Officials at Wycombe District Council have strongly refuted the suggestion from Wycombe Labour researcher Dr Linda Derrick, but she insists the authority has failed to do its job.
The Conservative controlled council's planning committee gave permission for a travellers to allow an extra caravan at their pitch in Great Kingshill, despite protests from residents.
Despite the fact the development is considered inappropriate for the Green Belt officers recommended it for approval because the council has fallen behind in its government set target for gypsy sites in the area.
There is a deficit of 12 travellers' pitches in Wycombe, which officers said meant it had “very special circumstances”.
Dr Derrick lambasted the decision, saying: “It's appalling because the travellers can just decide where they want to go and in theory they buy can land in the area and go wherever they like.
“It's not just Kingshill it could be anywhere in Wycombe. It's an open door policy because Wycombe now is very vulnerable.
“The mobile homes are huge and its detrimental to the Green Belt but they're allowed because there aren't sufficient sites.
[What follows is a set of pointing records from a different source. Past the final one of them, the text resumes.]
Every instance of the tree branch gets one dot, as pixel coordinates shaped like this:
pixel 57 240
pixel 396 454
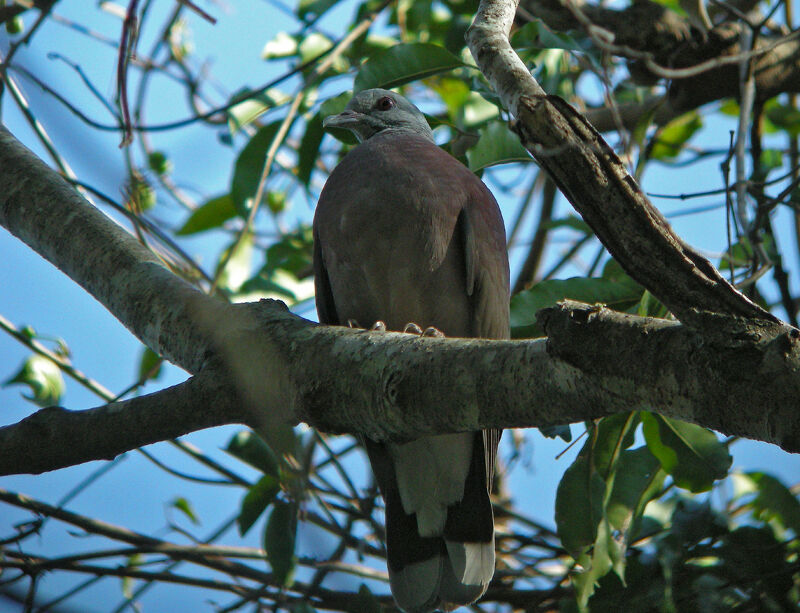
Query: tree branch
pixel 56 437
pixel 596 182
pixel 47 213
pixel 714 376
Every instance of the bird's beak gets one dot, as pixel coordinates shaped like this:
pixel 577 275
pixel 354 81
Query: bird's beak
pixel 346 119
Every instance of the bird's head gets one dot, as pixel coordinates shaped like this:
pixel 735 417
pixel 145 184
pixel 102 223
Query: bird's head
pixel 375 110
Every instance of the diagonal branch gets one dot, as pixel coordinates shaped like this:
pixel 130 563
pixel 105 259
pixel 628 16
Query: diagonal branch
pixel 56 437
pixel 596 182
pixel 47 213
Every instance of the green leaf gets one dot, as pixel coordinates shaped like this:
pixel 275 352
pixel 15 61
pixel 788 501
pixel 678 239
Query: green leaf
pixel 785 117
pixel 770 160
pixel 611 436
pixel 133 562
pixel 149 365
pixel 239 265
pixel 536 34
pixel 280 536
pixel 159 163
pixel 317 8
pixel 672 137
pixel 334 106
pixel 773 499
pixel 619 294
pixel 313 45
pixel 638 477
pixel 309 148
pixel 404 63
pixel 185 507
pixel 603 556
pixel 496 145
pixel 692 455
pixel 43 378
pixel 282 46
pixel 563 432
pixel 258 498
pixel 248 447
pixel 292 253
pixel 252 106
pixel 579 506
pixel 212 214
pixel 249 166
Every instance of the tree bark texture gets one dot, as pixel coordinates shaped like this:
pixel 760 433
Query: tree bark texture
pixel 729 365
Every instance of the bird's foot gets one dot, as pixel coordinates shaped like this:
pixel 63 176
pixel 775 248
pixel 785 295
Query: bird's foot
pixel 412 328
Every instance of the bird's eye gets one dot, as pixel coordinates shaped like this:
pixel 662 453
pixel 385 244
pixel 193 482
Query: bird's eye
pixel 385 103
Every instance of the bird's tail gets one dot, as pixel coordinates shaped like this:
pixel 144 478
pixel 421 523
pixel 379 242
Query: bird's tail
pixel 443 571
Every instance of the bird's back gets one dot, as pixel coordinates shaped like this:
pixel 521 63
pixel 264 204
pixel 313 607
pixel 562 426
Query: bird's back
pixel 406 233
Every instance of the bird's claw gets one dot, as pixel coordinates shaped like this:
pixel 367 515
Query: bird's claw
pixel 412 328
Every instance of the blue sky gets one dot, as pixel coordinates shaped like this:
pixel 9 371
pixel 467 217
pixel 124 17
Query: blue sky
pixel 33 292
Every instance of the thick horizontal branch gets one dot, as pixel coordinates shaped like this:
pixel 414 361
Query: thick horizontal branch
pixel 650 30
pixel 736 376
pixel 49 215
pixel 56 437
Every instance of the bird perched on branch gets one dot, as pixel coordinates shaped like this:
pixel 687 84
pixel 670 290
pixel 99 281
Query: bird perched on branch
pixel 404 232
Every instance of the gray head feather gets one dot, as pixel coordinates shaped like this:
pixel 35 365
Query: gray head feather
pixel 376 110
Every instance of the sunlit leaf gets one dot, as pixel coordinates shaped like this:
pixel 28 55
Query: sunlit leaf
pixel 309 148
pixel 404 63
pixel 497 145
pixel 239 265
pixel 212 214
pixel 149 365
pixel 280 536
pixel 671 138
pixel 317 8
pixel 252 106
pixel 43 378
pixel 249 166
pixel 562 431
pixel 785 117
pixel 255 502
pixel 334 106
pixel 617 294
pixel 579 506
pixel 611 436
pixel 283 45
pixel 773 499
pixel 638 478
pixel 251 448
pixel 691 454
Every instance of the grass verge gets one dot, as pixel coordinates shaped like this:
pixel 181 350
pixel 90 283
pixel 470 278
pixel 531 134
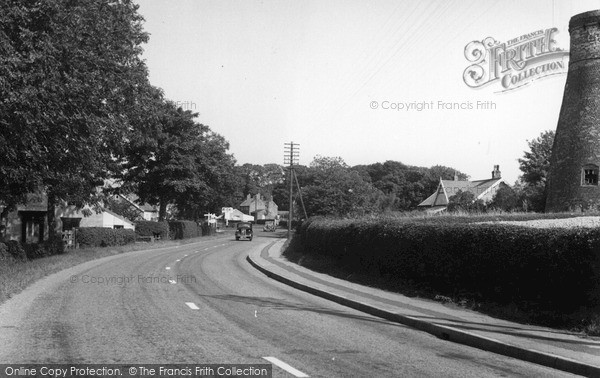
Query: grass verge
pixel 16 275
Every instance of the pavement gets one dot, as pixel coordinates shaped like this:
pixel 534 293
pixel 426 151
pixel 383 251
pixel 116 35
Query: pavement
pixel 575 353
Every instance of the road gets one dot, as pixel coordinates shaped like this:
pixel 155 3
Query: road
pixel 204 303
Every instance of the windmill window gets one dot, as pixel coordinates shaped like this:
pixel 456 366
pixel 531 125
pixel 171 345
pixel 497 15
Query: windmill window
pixel 590 175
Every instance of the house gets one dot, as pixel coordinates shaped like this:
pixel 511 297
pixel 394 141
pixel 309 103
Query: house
pixel 484 190
pixel 233 215
pixel 259 207
pixel 28 223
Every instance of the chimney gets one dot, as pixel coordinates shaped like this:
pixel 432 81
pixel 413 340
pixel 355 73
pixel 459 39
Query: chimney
pixel 496 172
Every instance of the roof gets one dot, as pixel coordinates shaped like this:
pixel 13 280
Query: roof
pixel 448 188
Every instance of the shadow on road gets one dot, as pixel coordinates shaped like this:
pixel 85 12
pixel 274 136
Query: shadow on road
pixel 282 304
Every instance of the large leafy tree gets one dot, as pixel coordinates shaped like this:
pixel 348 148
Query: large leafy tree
pixel 70 73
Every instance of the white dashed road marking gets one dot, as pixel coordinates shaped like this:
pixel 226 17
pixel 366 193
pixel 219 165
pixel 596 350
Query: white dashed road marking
pixel 295 372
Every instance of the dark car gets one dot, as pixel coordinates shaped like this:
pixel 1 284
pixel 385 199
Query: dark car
pixel 244 231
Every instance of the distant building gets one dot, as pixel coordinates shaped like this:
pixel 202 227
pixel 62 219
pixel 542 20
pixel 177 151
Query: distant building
pixel 484 190
pixel 259 207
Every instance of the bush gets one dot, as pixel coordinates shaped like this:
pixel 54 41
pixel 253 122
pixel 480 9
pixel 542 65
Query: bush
pixel 4 255
pixel 184 229
pixel 555 268
pixel 159 230
pixel 104 237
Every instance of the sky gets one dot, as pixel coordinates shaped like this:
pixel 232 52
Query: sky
pixel 367 81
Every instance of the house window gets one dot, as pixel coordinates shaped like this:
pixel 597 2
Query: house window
pixel 590 175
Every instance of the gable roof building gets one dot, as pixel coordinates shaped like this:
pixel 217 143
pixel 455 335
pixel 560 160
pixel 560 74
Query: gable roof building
pixel 484 190
pixel 259 207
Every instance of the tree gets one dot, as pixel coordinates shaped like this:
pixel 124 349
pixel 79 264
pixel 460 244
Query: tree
pixel 535 165
pixel 506 199
pixel 338 190
pixel 69 74
pixel 173 160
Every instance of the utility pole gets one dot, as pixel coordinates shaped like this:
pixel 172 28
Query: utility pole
pixel 291 155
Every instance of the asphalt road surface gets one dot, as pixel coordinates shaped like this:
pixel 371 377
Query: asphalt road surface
pixel 204 303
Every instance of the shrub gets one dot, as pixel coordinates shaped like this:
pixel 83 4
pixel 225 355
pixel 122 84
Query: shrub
pixel 554 267
pixel 34 251
pixel 184 229
pixel 104 237
pixel 159 230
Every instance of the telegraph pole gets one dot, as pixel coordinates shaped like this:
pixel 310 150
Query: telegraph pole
pixel 291 155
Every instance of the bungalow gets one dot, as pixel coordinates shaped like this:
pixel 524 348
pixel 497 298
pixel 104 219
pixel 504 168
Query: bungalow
pixel 484 190
pixel 28 223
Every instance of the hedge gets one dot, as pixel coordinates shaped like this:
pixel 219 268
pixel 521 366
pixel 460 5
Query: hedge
pixel 552 267
pixel 184 229
pixel 104 237
pixel 151 228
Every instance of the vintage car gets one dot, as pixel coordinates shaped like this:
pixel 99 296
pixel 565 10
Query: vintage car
pixel 244 231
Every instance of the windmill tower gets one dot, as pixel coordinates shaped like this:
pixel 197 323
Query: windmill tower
pixel 573 176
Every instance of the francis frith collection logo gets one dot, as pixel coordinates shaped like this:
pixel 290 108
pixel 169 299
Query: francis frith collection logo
pixel 515 63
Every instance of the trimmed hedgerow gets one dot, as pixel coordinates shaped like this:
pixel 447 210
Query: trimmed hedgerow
pixel 104 237
pixel 184 229
pixel 556 268
pixel 150 228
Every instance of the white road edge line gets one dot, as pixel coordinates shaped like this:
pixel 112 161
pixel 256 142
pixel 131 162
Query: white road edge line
pixel 295 372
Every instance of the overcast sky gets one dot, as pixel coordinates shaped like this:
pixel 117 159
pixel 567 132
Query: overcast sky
pixel 263 73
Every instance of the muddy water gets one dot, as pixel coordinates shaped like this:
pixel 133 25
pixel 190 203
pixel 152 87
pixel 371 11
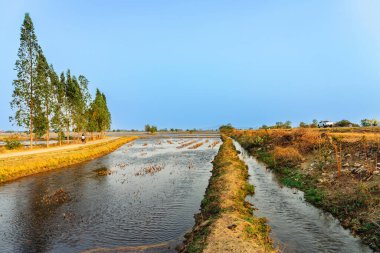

“It's the failure of the council to do their jobs which means they can not turn down the application.”
However, caravans on the site have been allowed by law, going back as far as 1962.
Council spokesman Sue Robinson said it has a robust policy on travellers sites and cited recent examples, such as the Hemley Hill Traveller development in late 2010, for which it took action and subsequently won a major appeal.
She said: “We strongly refute the suggestion that any failure on the part of the council has led to an open door policy and vulnerability to traveller site proposals.
“We have shown in recent years that we are following this policy by refusing to grant planning permission where these criteria are breached.
"We have backed up these refusals with stringent planning enforcement action where necessary.
“We are currently preparing for a Public Inquiry where we will strongly defend the enforcement notices we have issued for the unauthorised Hedgerow Traveller site in Walters Ash.”
The council said it had stated its objections to the government last year when it introduced the latest requirements on gypsy sites, saying it had been given too little time to update and implement the policy.
Officials are now working on a Traveller Accommodation Needs Assessment alongside all other Buckinghamshire districts.